Asked by AFP, the White House did not confirm that such a plan is being considered by the president, who has struggled to fulfill his campaign promises on fighting climate change, with most of his initiatives blocked by lawmakers in Congress since 2009.
According to the New York Times, Obama will bypass legislative avenues by using his executive authority to force coal power plants to reduce their emissions by 20 percent. The president plans to announce the program on Monday, the newspaper said.
The idea is to create a national cap on carbon emissions from coal and to let each decide how to get there through increasing energy production from wind, solar and other renewable sources, and by creating a marketplace where "government-issued pollution permits" can be bought and sold between states.

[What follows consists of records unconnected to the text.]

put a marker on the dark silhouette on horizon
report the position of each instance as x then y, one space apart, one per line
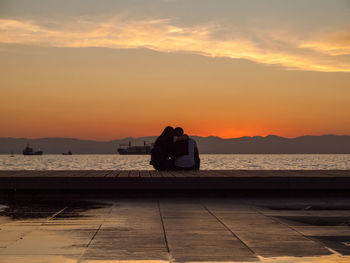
29 151
325 144
174 150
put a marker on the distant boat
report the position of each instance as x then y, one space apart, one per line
29 151
130 150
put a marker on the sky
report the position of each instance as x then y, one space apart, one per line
106 69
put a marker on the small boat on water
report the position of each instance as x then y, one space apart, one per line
29 151
134 150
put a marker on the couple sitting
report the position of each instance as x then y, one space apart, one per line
174 150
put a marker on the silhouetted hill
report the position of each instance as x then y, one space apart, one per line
269 145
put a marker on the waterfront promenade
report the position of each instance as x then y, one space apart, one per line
171 221
176 180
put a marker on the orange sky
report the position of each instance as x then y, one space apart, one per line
112 76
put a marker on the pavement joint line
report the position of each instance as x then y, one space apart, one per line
37 227
227 228
307 237
108 173
164 232
98 229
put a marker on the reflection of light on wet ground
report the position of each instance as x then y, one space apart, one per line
36 259
322 259
205 230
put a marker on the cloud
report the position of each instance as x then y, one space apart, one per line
278 47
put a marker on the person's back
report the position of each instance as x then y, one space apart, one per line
160 153
190 160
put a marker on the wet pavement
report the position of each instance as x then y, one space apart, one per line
174 229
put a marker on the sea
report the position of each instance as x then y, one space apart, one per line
208 162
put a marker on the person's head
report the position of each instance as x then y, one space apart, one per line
178 131
168 131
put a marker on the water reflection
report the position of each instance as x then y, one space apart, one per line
208 162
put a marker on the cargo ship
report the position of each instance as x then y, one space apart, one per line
29 151
128 149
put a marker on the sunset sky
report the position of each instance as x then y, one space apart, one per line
107 69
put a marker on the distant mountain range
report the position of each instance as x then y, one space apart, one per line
245 145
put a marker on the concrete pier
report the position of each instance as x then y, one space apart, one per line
176 180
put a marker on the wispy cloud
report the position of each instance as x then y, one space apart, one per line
280 47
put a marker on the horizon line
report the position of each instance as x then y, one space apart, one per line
118 139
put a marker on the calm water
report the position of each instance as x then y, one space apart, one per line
208 162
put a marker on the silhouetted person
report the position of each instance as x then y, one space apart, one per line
162 150
185 151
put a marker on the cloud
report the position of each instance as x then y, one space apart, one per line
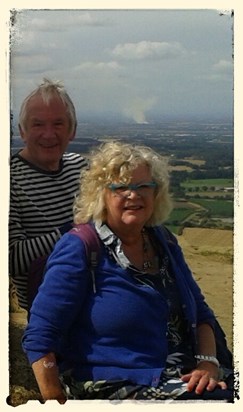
137 108
223 67
56 21
98 66
148 49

The plan risks sparking hostility from local governments under Republican control, which have already brought lawsuits over whether the Environmental Protection Agency, under Obama's executive authority, has the power to regulate emissions.
The expected presidential announcement would be part of a set of initiatives he unveiled in June 2013 to reduce greenhouse gas emissions by 17 percent from their 2005 levels by 2020.
According to the US Energy Information Agency, 37 percent of electricity in the US is produced from coal plants. Renewable energy sources produce 12 percent.
The White House laid the groundwork for these latest possible measures in early May, when it released a massive report on the economic and physical effects of climate change, which it said were already evident in the United States.